Considered part of the metal scene, self–taught Italian musician Paul Chain has been around since the seventies and was part of cult Italian group Death SS. On “The Violet Art Of Improvisation” we find a collection of pieces recorded in the eighties with the 31 minute “Tetri Teschi In Luce Viola” kicking things off in style, a repetitive and simple riff becoming the bedrock for swirling synths and shredded guitar passages, Paul using a phonetic language at some points as well, the words having no mean merely sound and rhythm. As the track progresses you find yourself moving in time, the track dragging you into its beat, destroying your own sense of reality, having more to do with the early seventies German scene than it does with anything metal I am familiar with. Twenty minutes in even the beat is removed allowing you to get lost in a dark cloud of electronic sound, vocals and general noise, the beat returning again to lead you out, cleansed but exhausted. Sounding a bit like Gong at their early seventies strangest, “”Emarginante Viaggio” has some fine drumming, echoed vocals and more experimental, slightly jazzy guitar within, all blended into a glorious cacophony of sound that works so well. Running in at just over 20 minutes, “X-ray” is awash with some distorted guitar that is low in the mix, almost droning underneath the drums and bass, occasionally rising to the surface like some giant beast from the depth of a great lake. Engaging throughout the track seems to fly by with plenty of variation in dynamics and great playing as well.
Moving on to disc 2, we find six shorter pieces, well none over ten minutes anyway, with “Old Way” having a song like structure underpinned with drones, the structure slowly peeling away as the song progresses over nine psychedelic minutes, whilst “Celtic Rain” reminds me of “Hurry On Sundown” in a woozy improvised fashion. Beautifully packaged the album also includes an interview with Ted Bundy about the perils of hardcore pornography conducted just before he was executed.
Taking as its inspiration memories of raves in fields, dancing in night, generally at that moment when the evening could become euphoric or laden with paranoia, “Creaking Haze and other rave ghosts” is a wondrous electronic trip created by Matt Saunders under the name Assembled Minds. Inevitably, the heartbeat of the collection are the electronic beats, complete with clicks, hand claps and deep bass, but layered around these are cloaks of synths, melodies and warm comforting basslines, each track having a character of its own, the music more Ultramarine than Prodigy meaning it has a mellow trippiness that I love. Over ten tracks the music flows beautifully and does indeed contain an aching nostalgia for those days of easy friendships and lost places, the music at the core of those half forgotten memories.
Mixing Americana, folk and Psychedelia, Wolverton have come up with a rather fine selection of tunes on their latest collection “Thing Left On Earth” with opener “Cherry Tomatoes” having a sweet mellow vibe, some gorgeous harmony vocals and drifting guitar lines, some lazy, twinkling piano adding that final touch of loveliness to the song.

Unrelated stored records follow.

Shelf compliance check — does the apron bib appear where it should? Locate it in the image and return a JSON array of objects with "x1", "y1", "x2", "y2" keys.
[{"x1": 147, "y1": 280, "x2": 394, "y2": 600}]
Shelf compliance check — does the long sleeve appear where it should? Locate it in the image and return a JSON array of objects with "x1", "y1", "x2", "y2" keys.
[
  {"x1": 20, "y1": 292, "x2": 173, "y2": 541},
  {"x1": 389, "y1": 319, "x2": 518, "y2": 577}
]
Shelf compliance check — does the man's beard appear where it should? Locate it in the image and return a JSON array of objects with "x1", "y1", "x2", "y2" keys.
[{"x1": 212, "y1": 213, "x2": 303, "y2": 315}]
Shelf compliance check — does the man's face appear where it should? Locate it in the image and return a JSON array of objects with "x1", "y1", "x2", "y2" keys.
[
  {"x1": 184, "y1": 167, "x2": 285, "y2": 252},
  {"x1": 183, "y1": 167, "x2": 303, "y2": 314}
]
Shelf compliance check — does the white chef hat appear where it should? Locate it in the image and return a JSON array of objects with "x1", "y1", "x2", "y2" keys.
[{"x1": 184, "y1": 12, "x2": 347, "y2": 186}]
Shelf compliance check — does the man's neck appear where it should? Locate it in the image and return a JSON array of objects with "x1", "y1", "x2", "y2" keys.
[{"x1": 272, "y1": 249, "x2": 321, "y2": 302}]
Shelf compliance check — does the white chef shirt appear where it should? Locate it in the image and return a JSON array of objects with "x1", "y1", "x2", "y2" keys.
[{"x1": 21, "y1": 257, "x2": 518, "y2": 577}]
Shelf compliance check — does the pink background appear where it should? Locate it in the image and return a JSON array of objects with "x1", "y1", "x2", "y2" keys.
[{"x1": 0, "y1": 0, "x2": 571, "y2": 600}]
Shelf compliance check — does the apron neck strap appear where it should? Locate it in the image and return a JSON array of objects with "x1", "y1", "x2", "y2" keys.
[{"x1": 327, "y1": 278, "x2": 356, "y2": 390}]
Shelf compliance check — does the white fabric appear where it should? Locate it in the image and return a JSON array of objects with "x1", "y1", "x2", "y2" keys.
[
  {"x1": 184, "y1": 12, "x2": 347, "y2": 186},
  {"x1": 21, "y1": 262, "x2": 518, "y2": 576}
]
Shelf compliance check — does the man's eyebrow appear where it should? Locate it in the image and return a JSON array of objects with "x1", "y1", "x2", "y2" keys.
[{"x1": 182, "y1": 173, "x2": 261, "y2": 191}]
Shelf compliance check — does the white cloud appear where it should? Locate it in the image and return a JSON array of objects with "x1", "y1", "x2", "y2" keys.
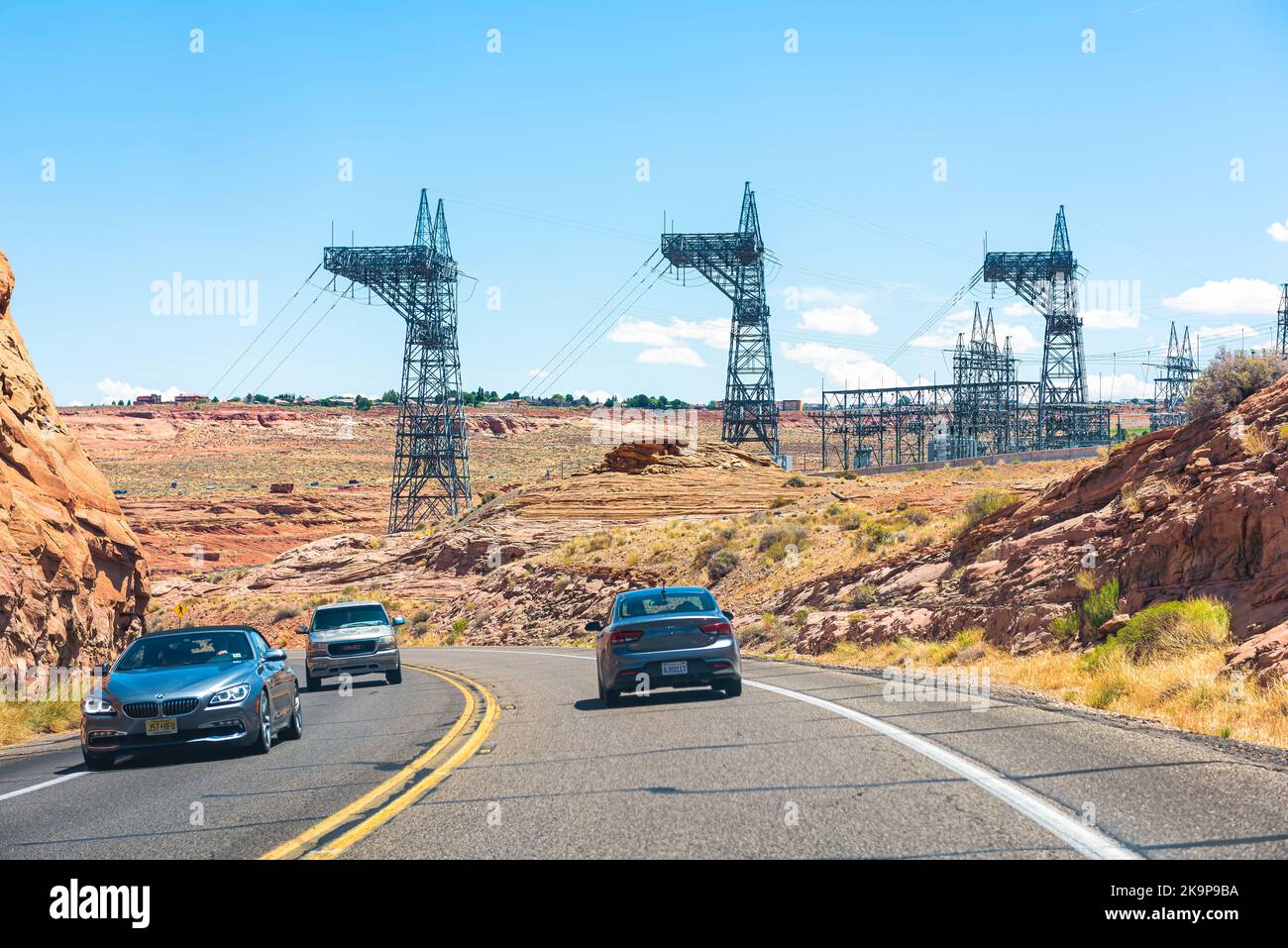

On “Mahogany” there is an old time folk feel to the lyrics/vocal delivery, whilst the guitar has a distorted edge that blends perfectly with a droning organ. Sounding like one of those sing-a-long Dylan tunes, “Nothing” has a delightful sway, the haze of a summers day drifting through the track, hints of nostalgia and regret to be found in the lyrics. Finally, “See You Still” continues the achingly beautifully song writing, everything perfectly in its place, ending a small collection that is at least eight songs too short. I am really fond of Wolverton and this could be the best thing they have done so far. (https://wolvertonmusic.bandcamp.com/)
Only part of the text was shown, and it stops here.